Canadian society has come a long way in the last decade with regards to LGBTQ+ rights. However, a closer look at Quebec’s healthcare system reveals significant systemic discrimination against trans people, explained Simpson, who establishes liaisons between trans people and Clinique 1851, a clinic on Sherbrooke Street known for accommodating trans people.

The panel’s mediator, Kimberley Manning, a trans youth advocate and principal of the Simone De Beauvoir Institute, focused the discussion on Quebec’s outdated healthcare system when it comes to doctor’s practices and the treatment of trans people.

According to panelist Dr. Charles-Olivier Basile, a family physician in Montreal who treats trans people, only a handful of clinics have a doctor who specializes in or understands trans healthcare, so access is limited. When he was in medical school, Basile said he realized there was a significant lack of emphasis on trans healthcare.

Gender dysphoria is listed in the Diagnostic and Statistical Manual of Mental Disorders (DSM-5), which provides the criteria needed for a psychiatrist to make a diagnosis and allow the person to move forward in their transition. Therefore, going through the healthcare system in order to transition is a must, yet trans people cannot just walk into any clinic to receive hormone therapy. “Nevermind how hard it is to find a doctor, the access to care is very territorial and many [trans people] do not have the material means to get across the city,” Simpson said.

Part of the care trans people seek is an explanation of all the risk factors associated with a particular surgery or treatment so that they can give informed consent before proceeding, explained Betty Iglesias, a Montreal-based trans advocate and former outreach worker for Action Santé Travesti(e)s et Transsexuel(le)s du Québec.

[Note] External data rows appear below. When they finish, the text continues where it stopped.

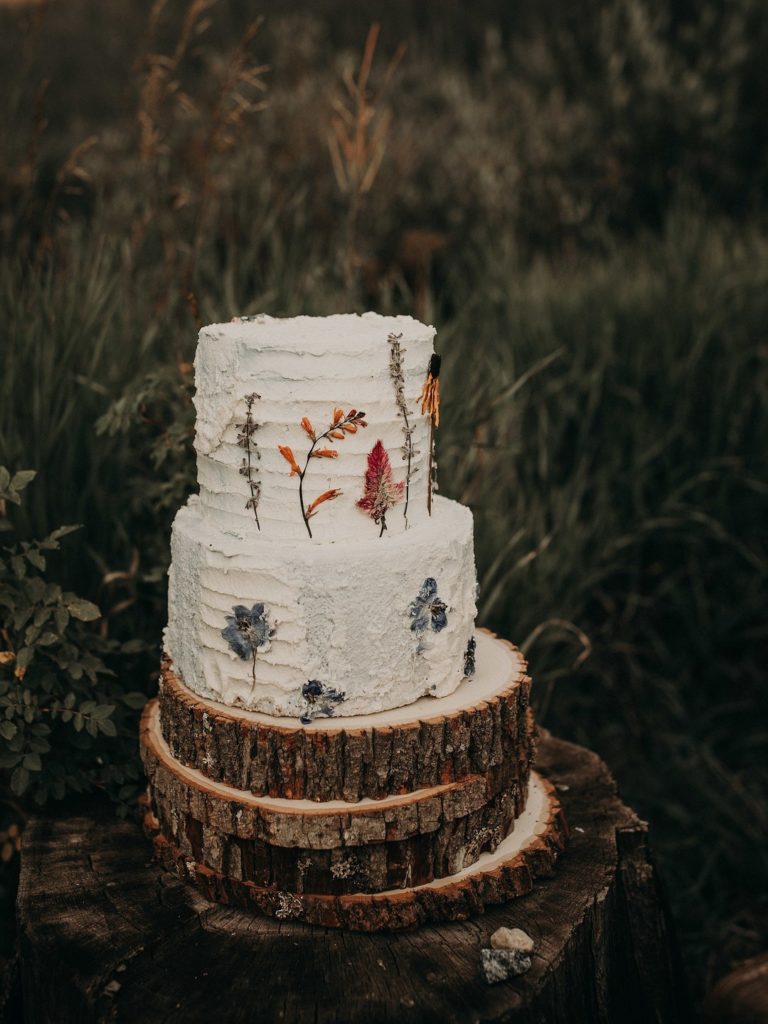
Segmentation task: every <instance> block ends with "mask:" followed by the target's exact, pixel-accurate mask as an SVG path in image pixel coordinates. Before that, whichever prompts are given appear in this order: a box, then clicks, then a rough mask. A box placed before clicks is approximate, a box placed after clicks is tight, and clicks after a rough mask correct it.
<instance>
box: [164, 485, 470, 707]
mask: <svg viewBox="0 0 768 1024" xmlns="http://www.w3.org/2000/svg"><path fill="white" fill-rule="evenodd" d="M172 555H173V562H172V566H171V571H170V587H169V624H168V629H167V631H166V637H165V646H166V651H167V652H168V654H169V655H170V656H171V658H172V659H173V663H174V666H175V669H176V671H177V672H178V673H179V675H180V676H181V678H182V679H183V681H184V683H186V685H187V686H188V687H189V688H190V689H191V690H195V691H196V692H198V693H200V694H201V695H203V696H207V697H210V698H212V699H215V700H219V701H221V702H223V703H227V705H236V706H240V707H244V708H249V709H253V710H255V711H262V712H265V713H267V714H270V715H288V716H300V715H301V714H303V713H305V712H306V711H307V710H309V712H310V713H311V712H312V710H313V708H312V706H309V708H308V702H307V699H306V697H305V696H304V695H303V691H304V686H305V684H307V683H308V682H309V681H310V680H312V681H315V682H317V683H319V684H321V686H322V687H323V688H324V691H327V690H334V691H336V692H337V693H343V694H344V698H343V699H342V700H340V701H339V702H338V703H332V705H331V707H332V709H333V712H334V714H335V715H342V716H344V715H356V714H369V713H371V712H378V711H383V710H386V709H389V708H398V707H401V706H403V705H408V703H411V702H413V701H414V700H416V699H418V698H419V697H420V696H422V695H424V694H432V695H435V696H443V695H444V694H447V693H451V692H452V691H453V690H454V689H456V687H457V686H458V685H459V684H460V683H461V681H462V679H464V677H465V654H466V651H467V645H468V643H469V641H470V638H471V637H472V633H473V629H474V616H475V566H474V554H473V541H472V515H471V513H470V511H469V509H467V508H464V506H462V505H459V504H458V503H456V502H451V501H447V500H445V499H435V502H434V508H433V514H432V517H431V519H427V520H426V521H425V522H422V523H421V524H420V525H418V526H413V527H412V528H410V529H409V530H408V531H407V532H404V534H399V535H397V536H393V537H386V536H385V537H384V538H381V539H379V538H378V537H374V538H370V539H368V540H351V541H348V542H346V543H343V544H342V543H337V544H317V545H315V544H309V543H306V544H305V543H295V542H280V541H270V540H268V538H266V537H265V536H263V535H262V536H257V537H256V538H254V537H253V536H252V535H251V534H250V531H244V532H243V534H240V535H238V534H237V532H232V531H223V530H221V529H218V528H217V527H215V526H214V525H213V524H212V523H211V520H210V518H209V517H207V516H206V515H204V514H203V510H202V507H201V503H200V501H199V499H197V498H193V499H190V501H189V503H188V505H187V506H186V507H185V508H183V509H181V511H180V512H179V513H178V515H177V516H176V520H175V523H174V527H173V540H172ZM427 580H431V581H434V593H433V594H432V593H430V594H429V595H428V596H427V597H426V598H425V597H424V589H423V588H424V584H425V581H427ZM428 590H431V588H428ZM260 605H263V609H264V610H263V617H264V618H265V620H266V621H267V622H268V625H269V627H270V629H271V630H272V635H271V637H270V639H269V643H268V649H265V650H263V651H256V652H255V654H254V655H253V656H249V657H247V658H243V657H242V656H240V655H239V653H238V652H237V651H236V650H234V649H232V647H231V646H230V644H229V643H228V642H227V639H226V638H225V637H224V635H223V631H224V630H225V628H226V623H227V617H231V616H232V609H233V608H234V607H236V606H243V607H246V608H249V609H250V608H252V607H253V606H260ZM441 606H444V608H442V607H441ZM324 703H325V701H324V700H323V697H321V699H319V700H318V701H316V703H315V705H314V707H316V708H322V707H323V706H324Z"/></svg>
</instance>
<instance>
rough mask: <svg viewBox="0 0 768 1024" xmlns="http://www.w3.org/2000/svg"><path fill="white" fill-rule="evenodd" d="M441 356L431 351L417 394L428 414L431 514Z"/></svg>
mask: <svg viewBox="0 0 768 1024" xmlns="http://www.w3.org/2000/svg"><path fill="white" fill-rule="evenodd" d="M441 361H442V358H441V356H439V355H438V354H437V353H436V352H433V353H432V355H431V357H430V359H429V367H428V368H427V379H426V380H425V381H424V385H423V386H422V389H421V394H420V395H419V401H420V402H421V411H422V414H425V413H428V414H429V467H428V469H427V477H428V478H427V512H428V513H429V514H430V515H432V494H433V492H434V489H435V486H434V466H435V462H434V432H435V429H436V428H437V427H439V425H440V364H441Z"/></svg>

For many trans people, the idea of seeking medical treatment, even outside of their transition, can be stressful and uncomfortable. “They even fear not knowing if their chosen pronouns will be respected,” Simpson said. As a street worker, Simpson gives their phone number to trans individuals in case they need help navigating these challenges.

Panelist Caroline Trottier-Gascon, a Concordia PhD student researching the history of trans communities, emphasized the fear trans people face when they have no choice but to go to an emergency room for an injury such as a broken leg. In those situations, trans individuals often must explain to a doctor why a certain painkiller or medication will not interfere with their hormone therapy or other ongoing treatments, Trottier-Gascon explained. “This delays the process of their treatment,” Simpson said, adding that these inquiries by doctors “may be in good faith, but sometimes it comes from ignorance.” Not having their physical appearance match the sex on their ID card can be another source of delay in these situations, Simpson said.

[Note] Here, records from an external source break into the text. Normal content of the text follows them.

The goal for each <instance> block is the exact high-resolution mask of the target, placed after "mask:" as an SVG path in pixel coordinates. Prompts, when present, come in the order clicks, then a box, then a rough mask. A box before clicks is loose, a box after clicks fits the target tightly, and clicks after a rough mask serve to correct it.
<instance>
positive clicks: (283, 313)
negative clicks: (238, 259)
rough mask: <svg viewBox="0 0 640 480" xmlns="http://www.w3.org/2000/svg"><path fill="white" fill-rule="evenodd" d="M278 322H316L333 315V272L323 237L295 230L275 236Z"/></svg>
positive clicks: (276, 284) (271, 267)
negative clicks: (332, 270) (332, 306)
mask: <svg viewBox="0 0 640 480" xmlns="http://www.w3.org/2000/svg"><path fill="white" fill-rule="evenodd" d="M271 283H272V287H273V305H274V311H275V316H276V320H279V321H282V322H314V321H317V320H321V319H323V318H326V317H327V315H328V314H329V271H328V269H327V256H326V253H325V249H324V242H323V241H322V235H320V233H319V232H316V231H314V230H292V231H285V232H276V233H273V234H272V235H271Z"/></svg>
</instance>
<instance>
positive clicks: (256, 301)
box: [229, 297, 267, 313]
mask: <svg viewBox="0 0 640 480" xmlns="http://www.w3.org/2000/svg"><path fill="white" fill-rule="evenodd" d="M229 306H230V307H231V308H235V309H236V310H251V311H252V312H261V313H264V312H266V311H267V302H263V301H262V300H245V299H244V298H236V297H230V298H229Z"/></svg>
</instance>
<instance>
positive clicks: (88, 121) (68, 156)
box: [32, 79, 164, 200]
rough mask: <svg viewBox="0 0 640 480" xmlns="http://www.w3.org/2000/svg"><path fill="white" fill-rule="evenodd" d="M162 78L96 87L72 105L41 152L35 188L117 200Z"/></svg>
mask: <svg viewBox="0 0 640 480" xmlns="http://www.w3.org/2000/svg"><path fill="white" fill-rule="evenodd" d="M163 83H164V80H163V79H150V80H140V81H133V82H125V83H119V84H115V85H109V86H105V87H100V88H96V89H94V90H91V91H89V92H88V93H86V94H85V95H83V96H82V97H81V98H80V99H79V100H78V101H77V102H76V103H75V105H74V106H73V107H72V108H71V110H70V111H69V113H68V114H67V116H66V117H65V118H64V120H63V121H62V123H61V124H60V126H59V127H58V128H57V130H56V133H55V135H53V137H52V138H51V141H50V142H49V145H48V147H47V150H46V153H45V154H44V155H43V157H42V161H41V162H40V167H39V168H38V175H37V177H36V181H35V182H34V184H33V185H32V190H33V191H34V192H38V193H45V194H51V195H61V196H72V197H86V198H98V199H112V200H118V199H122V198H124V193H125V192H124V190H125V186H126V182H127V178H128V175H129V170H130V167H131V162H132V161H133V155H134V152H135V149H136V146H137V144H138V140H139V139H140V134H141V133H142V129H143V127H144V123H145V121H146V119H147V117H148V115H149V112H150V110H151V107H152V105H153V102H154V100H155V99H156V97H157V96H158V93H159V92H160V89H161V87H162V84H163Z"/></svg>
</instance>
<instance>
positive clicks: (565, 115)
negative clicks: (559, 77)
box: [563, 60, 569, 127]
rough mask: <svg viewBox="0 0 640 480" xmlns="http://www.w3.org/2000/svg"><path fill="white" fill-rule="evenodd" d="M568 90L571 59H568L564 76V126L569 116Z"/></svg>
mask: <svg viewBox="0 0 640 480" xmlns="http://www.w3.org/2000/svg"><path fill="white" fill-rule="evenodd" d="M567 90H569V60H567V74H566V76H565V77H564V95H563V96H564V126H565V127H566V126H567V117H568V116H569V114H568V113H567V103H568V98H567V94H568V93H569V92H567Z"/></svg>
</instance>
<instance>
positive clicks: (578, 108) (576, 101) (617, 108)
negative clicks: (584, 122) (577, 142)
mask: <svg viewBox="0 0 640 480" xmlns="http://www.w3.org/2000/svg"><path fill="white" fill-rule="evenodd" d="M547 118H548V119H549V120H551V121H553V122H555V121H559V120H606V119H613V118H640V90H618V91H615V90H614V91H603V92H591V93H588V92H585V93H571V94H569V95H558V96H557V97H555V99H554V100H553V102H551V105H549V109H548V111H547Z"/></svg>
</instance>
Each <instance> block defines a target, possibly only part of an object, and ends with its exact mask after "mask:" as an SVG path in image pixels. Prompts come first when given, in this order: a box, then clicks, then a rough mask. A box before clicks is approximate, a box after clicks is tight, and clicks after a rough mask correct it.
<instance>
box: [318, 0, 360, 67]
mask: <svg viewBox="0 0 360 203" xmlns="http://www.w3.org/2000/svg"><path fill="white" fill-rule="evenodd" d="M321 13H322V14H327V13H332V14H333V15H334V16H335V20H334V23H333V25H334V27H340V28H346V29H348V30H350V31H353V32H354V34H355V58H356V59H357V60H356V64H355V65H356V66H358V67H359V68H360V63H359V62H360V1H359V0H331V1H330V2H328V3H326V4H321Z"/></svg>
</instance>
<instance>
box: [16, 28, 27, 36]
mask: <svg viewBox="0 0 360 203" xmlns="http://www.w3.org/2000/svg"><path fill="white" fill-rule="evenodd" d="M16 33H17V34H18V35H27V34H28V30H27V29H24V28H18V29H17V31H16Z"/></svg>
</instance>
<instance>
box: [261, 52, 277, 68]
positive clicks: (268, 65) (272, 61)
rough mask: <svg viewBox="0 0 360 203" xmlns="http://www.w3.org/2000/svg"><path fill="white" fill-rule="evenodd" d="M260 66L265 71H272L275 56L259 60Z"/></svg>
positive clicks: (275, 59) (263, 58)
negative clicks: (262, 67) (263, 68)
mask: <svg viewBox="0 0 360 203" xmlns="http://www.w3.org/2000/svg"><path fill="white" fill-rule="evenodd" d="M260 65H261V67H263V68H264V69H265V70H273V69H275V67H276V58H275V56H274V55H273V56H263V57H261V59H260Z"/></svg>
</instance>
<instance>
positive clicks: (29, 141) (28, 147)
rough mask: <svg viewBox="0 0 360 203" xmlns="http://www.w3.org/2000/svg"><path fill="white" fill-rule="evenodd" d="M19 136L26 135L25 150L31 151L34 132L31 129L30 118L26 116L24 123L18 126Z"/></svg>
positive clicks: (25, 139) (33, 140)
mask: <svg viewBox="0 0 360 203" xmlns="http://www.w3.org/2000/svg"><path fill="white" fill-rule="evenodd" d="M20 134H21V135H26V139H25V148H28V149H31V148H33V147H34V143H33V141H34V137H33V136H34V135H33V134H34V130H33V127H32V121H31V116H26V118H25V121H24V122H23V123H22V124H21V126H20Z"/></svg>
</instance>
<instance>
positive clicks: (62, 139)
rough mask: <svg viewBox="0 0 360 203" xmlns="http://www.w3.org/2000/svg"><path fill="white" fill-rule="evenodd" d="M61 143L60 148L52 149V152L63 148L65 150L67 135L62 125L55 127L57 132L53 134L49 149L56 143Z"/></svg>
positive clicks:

In addition to limited access, not all aspects of transitioning are covered by medicare, such as breast augmentation and voice therapy, Basile said. Even when certain treatments are covered, there are still additional hidden fees associated with transitioning which should be covered by health insurance plans, Basile explained. Although Montreal is a go-to destination for trans Quebecers to find a community and the healthcare they need, according to Iglesias, the system is far from perfect.

“It’s an active decision to not properly train medical professionals about trans healthcare,” said Trottier-Gascon, adding that, until this type of training is implemented, Quebec’s healthcare system will not be truly universal.